Tief im Süden der USA liegt Mississippi, ungefähr dreimal so groß wie Dänemark, knapp drei Millionen Einwohner. Rund jeder fünfte davon lebt unterhalb der Armutsgrenze und nirgendwo sonst in den USA wird weniger Wirtschaftsleistung pro Kopf erzielt.

Das Besondere daran: Nur in Mississippi ist die Wirtschaftsleistung pro Kopf niedriger als in Deutschland. In allen anderen 49 Bundesstaaten ist sie höher. Der Vergleich berücksichtigt zwar weder die unterschiedliche Kaufkraft noch den tatsächlichen Lebensstandard. Er zeigt aber doch, wo Deutschland und Europa im weltweiten Wettbewerb stehen.

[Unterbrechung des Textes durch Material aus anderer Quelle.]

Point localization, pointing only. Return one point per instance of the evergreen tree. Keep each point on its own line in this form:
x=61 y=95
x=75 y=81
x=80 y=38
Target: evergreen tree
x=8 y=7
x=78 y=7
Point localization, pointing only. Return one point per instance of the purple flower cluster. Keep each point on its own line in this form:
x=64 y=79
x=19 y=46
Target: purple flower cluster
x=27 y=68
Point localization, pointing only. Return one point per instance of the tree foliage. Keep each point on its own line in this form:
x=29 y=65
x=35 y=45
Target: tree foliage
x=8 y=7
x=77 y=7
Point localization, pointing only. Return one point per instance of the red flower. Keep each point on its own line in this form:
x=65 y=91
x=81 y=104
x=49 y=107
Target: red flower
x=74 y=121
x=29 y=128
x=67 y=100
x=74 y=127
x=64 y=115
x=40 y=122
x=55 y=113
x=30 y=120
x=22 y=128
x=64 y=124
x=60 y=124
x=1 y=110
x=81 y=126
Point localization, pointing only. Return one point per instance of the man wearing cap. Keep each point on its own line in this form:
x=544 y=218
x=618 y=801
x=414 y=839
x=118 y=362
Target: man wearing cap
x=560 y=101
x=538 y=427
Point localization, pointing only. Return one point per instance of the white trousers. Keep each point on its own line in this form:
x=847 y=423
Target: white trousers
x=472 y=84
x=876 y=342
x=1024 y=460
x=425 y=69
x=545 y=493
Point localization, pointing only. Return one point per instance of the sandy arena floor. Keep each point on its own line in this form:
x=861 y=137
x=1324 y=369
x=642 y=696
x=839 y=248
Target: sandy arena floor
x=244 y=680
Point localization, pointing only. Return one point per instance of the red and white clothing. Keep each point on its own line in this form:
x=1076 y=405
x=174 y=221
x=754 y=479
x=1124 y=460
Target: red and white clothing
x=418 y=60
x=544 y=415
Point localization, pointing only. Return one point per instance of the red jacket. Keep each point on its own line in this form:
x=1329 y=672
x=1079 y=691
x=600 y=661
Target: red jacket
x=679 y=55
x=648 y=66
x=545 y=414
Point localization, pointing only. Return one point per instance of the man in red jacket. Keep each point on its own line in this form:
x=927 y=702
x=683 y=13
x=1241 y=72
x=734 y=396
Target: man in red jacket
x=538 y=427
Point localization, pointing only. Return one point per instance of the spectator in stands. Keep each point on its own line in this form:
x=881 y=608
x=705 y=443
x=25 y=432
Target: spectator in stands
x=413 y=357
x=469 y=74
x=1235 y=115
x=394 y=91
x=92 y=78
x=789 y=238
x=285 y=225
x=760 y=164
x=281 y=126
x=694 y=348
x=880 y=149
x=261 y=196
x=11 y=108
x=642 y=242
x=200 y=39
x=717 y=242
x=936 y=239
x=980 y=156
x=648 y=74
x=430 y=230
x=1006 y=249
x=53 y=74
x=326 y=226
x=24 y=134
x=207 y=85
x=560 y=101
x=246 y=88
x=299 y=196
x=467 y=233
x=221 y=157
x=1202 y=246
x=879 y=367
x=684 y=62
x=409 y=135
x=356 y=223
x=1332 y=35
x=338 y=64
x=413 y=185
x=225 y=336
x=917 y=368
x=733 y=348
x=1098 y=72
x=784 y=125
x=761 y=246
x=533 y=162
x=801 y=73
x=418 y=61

Ob die aktuelle Politik in Washington den Vorsprung der USA ausbauen oder abschwächen wird, ist völlig offen. Klar hingegen ist, dass wir aufholen müssen – und uns dabei zugleich in den neuen Wirklichkeiten von Wirtschaft und Politik zu behaupten haben.

Deutschland, so sieht es aus, wird mehr politische Verantwortung schultern müssen. Dafür brauchen wir aber nicht nur erhebliche Mittel, sondern auch einen neuen Willen zum technologischen Fortschritt. Denn mutige Innovationen sind die Grundlage einer starken Wirtschaft, und ohne eine starke Wirtschaft werden wir – ob es uns gefällt oder nicht – unsere europäischen Werte nicht verteidigen können.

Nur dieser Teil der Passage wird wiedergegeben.